2.15.2006

romance is romantic when you've got the answers.

I was thinking about my entry last night, and I thought about how cynical I sounded. I am not down on love. I used to consider myself a hopeless romantic, though I think a more accurate description would be "sixteen-year-old girl." I have become cynical about Valentine's Day. The overadvertising and prepackaged gifts you can buy on the side of the road on your way home from work haven't helped. Then I think that waiting tables made me cynical about every holiday, because I had to spend them helping other people celebrate. Nothing sucks the joy out of a holiday like not having one. Every holiday I've spent in my post-server days, I've sent out more than a little good karma to those still in the trenches. I remember my time served, and it was the overflowing parking lot at Cha-Da Thai last night that reminded me of one working Valentine's Day.

I was working a Valentine's Day lunch shift, a shift which turned out not to be all that much busier than any other lunch shift on a holiday weekend, which was busy enough. We had a reservation on the books, which was not just unusual for the day shift, it was unheard of and pretty unnecessary. Sure, we had large parties who would call and reserve a room, but to have a couple of people reserve a table for lunch didn't happen. What's more, the guy had come by early and selected the table himself, as well as brought some flowers to be ready and waiting at the table.

None of us who were working had taken the reservation, so we didn't know who to expect. We were all curious, being proud owners of double-X chromosomes, what kind of gallant and romantic man might appear at our door claiming the 12:00 reservation. Someone wealthy and cultured, European perhaps, charming and respectful. A true romantic like the ones we saw in the movies, but detected only traces of in the college boys we dated.

And then he entered with his young date, and the mystery man was revealed. Except he was more like a mystery boy. His date was young, but he wasn't much older, a high school kid with what was probably his first girlfriend. They were both right at that age where the braces have come off, but their awkward stages were still clinging visibly to them, refusing to let the poor kids turn into human beings who fit into their bodies properly and boasted clear skin.

I led them to their reserved table with its carefully pre-placed flowers. As I set out the menus and silverware, the boy pulled out his date's chair. Oh my Lord, it was so cute. They sat in their fancy high-backed chairs and fiddled with the starched white tablecloth and looked kindof out of place as they ordered sodas and chicken sandwiches with french fries. I tried to put on my most professional snooty waitress voice, wanting to give the boy every advantage he could get.

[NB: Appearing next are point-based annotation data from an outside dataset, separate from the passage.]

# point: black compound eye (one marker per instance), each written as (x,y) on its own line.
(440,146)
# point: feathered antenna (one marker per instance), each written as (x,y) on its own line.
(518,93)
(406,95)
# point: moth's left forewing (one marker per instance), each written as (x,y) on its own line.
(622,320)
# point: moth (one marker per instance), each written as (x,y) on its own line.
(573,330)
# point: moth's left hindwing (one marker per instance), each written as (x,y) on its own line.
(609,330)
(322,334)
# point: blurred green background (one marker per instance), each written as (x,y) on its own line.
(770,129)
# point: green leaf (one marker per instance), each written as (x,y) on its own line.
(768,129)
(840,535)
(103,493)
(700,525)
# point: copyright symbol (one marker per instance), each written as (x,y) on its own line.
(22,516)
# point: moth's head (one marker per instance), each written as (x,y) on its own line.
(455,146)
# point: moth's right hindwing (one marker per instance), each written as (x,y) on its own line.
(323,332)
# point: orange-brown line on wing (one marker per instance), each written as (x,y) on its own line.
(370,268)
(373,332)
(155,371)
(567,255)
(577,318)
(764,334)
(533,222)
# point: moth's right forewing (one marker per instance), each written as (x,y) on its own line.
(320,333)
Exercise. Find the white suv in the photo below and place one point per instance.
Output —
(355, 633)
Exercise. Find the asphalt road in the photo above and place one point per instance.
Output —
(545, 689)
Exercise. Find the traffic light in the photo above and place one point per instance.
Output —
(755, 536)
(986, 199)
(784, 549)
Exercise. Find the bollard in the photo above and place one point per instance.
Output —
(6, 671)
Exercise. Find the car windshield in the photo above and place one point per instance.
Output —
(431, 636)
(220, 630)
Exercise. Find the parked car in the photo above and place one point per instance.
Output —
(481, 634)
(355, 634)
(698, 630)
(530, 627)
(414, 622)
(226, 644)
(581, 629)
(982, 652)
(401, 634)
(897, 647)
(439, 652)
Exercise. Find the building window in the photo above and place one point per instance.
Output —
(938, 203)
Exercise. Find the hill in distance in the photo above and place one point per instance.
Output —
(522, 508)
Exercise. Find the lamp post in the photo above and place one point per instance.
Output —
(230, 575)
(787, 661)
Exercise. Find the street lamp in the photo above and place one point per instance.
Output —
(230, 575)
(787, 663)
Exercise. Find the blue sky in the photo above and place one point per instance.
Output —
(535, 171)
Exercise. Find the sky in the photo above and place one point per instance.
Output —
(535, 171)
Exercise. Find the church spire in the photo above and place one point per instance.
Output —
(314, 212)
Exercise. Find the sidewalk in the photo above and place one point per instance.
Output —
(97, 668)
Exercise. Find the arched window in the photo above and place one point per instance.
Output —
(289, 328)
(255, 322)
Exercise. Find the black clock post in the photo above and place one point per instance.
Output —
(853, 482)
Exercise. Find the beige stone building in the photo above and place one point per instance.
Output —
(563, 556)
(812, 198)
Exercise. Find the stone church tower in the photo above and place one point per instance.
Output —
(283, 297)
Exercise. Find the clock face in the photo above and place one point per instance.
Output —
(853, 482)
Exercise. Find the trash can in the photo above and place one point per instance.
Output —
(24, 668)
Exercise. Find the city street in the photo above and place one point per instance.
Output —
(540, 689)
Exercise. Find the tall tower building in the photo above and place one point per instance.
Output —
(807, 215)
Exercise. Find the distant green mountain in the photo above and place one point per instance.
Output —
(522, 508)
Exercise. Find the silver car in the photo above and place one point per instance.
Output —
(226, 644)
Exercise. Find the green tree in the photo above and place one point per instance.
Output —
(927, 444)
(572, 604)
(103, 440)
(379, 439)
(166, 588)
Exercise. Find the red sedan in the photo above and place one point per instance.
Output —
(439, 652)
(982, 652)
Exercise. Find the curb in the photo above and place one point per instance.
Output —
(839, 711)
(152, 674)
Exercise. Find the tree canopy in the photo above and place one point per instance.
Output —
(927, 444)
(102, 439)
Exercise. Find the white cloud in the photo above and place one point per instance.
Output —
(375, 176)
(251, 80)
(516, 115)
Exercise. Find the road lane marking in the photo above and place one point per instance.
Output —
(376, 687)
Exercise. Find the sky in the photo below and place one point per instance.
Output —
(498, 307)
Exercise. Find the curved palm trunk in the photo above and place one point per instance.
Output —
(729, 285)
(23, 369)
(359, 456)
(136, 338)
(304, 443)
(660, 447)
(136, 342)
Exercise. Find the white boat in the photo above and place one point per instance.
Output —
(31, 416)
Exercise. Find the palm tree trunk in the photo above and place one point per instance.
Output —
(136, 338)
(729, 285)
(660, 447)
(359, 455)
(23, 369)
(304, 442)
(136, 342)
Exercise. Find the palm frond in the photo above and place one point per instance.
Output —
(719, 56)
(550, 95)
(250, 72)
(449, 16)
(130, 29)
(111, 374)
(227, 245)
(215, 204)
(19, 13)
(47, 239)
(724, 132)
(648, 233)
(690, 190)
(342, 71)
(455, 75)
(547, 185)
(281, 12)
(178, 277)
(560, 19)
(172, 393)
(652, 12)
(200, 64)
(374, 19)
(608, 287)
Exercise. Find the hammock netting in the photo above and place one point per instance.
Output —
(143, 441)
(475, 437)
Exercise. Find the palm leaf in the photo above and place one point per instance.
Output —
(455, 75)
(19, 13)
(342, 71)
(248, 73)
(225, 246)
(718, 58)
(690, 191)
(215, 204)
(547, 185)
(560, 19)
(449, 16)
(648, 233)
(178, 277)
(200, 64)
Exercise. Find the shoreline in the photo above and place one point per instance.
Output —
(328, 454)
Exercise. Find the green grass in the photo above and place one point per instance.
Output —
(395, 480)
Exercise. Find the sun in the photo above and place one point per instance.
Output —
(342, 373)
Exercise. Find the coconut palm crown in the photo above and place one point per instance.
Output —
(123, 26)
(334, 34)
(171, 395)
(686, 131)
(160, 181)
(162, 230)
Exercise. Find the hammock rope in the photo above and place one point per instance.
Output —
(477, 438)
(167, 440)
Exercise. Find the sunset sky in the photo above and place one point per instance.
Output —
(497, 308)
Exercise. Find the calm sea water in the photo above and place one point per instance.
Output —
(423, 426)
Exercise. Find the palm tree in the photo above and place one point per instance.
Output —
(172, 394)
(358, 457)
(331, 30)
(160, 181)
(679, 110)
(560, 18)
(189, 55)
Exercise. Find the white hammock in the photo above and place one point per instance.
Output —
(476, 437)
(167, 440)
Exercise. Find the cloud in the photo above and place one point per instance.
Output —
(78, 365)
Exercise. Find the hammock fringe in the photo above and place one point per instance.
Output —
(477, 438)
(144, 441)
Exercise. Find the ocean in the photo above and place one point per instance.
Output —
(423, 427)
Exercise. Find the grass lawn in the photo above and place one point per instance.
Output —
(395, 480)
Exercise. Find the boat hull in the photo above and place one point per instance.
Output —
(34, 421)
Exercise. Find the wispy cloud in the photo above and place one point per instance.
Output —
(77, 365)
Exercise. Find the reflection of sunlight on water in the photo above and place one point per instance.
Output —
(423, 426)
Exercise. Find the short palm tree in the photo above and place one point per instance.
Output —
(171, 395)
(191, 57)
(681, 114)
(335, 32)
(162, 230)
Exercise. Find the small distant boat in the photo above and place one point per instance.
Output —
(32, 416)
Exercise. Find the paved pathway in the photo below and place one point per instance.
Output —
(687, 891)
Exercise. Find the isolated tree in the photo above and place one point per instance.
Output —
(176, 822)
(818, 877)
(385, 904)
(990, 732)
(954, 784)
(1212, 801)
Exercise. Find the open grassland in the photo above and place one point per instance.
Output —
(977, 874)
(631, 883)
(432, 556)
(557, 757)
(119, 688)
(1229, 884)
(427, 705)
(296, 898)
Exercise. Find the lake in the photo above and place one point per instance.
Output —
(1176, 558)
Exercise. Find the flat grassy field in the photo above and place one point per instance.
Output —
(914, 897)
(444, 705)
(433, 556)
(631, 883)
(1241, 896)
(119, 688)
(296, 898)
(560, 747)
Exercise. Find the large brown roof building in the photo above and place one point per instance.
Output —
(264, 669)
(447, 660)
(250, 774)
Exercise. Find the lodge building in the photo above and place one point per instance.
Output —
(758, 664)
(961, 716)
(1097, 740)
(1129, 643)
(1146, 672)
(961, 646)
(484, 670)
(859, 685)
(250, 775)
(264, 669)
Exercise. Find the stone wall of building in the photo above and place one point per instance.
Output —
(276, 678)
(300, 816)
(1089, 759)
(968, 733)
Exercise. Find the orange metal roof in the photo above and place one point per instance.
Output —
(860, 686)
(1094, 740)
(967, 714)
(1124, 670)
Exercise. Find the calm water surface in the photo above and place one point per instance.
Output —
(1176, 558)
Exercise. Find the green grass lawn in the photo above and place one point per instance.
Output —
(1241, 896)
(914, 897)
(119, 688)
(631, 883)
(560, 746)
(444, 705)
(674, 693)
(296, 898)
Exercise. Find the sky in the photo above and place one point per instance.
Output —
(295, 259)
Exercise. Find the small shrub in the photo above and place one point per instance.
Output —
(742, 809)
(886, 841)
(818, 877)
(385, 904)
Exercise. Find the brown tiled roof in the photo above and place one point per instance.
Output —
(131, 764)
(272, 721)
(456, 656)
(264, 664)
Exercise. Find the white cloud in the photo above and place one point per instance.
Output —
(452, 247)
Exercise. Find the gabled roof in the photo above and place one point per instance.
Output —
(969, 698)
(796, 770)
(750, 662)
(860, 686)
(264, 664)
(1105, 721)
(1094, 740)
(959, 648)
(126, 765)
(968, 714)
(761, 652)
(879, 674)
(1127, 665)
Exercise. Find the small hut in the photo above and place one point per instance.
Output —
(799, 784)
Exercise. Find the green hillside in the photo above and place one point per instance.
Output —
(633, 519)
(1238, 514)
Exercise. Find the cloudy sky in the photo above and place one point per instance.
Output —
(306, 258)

Oh, that boy, he was trying so hard to do this holiday right, to take a pretty girl out and make her like him with all the things that he'd heard somewhere were romantic. Us waitresses watched and giggled at the pure and innocent sweetness of it all, remembering when we used to be teenage girls with ridiculous pre-conceived notions about love. We looked at the scene as if it were an old and gone part of us. But I think now, that if some boy took us out for lunch with reservations and arranged to have flowers waiting at the best table in the house, we'd melt like the 16-year-old girls we still are inside.

It is that boy that I think of whenever I see those roadside teddy bear stands with their impersonal, cellophane-enclosed gifts. It is that 12:00 reservation in an almost empty restaurant that I recall when I become nauseated with the ubiquity of Pepto Bismol pink in February. It is that pulled-out chair and those flowers that I remember when I hear another radio ad promoting unflattering stereotypes of both women and men. Valentine's Day sucks, but romance is still a pretty good idea.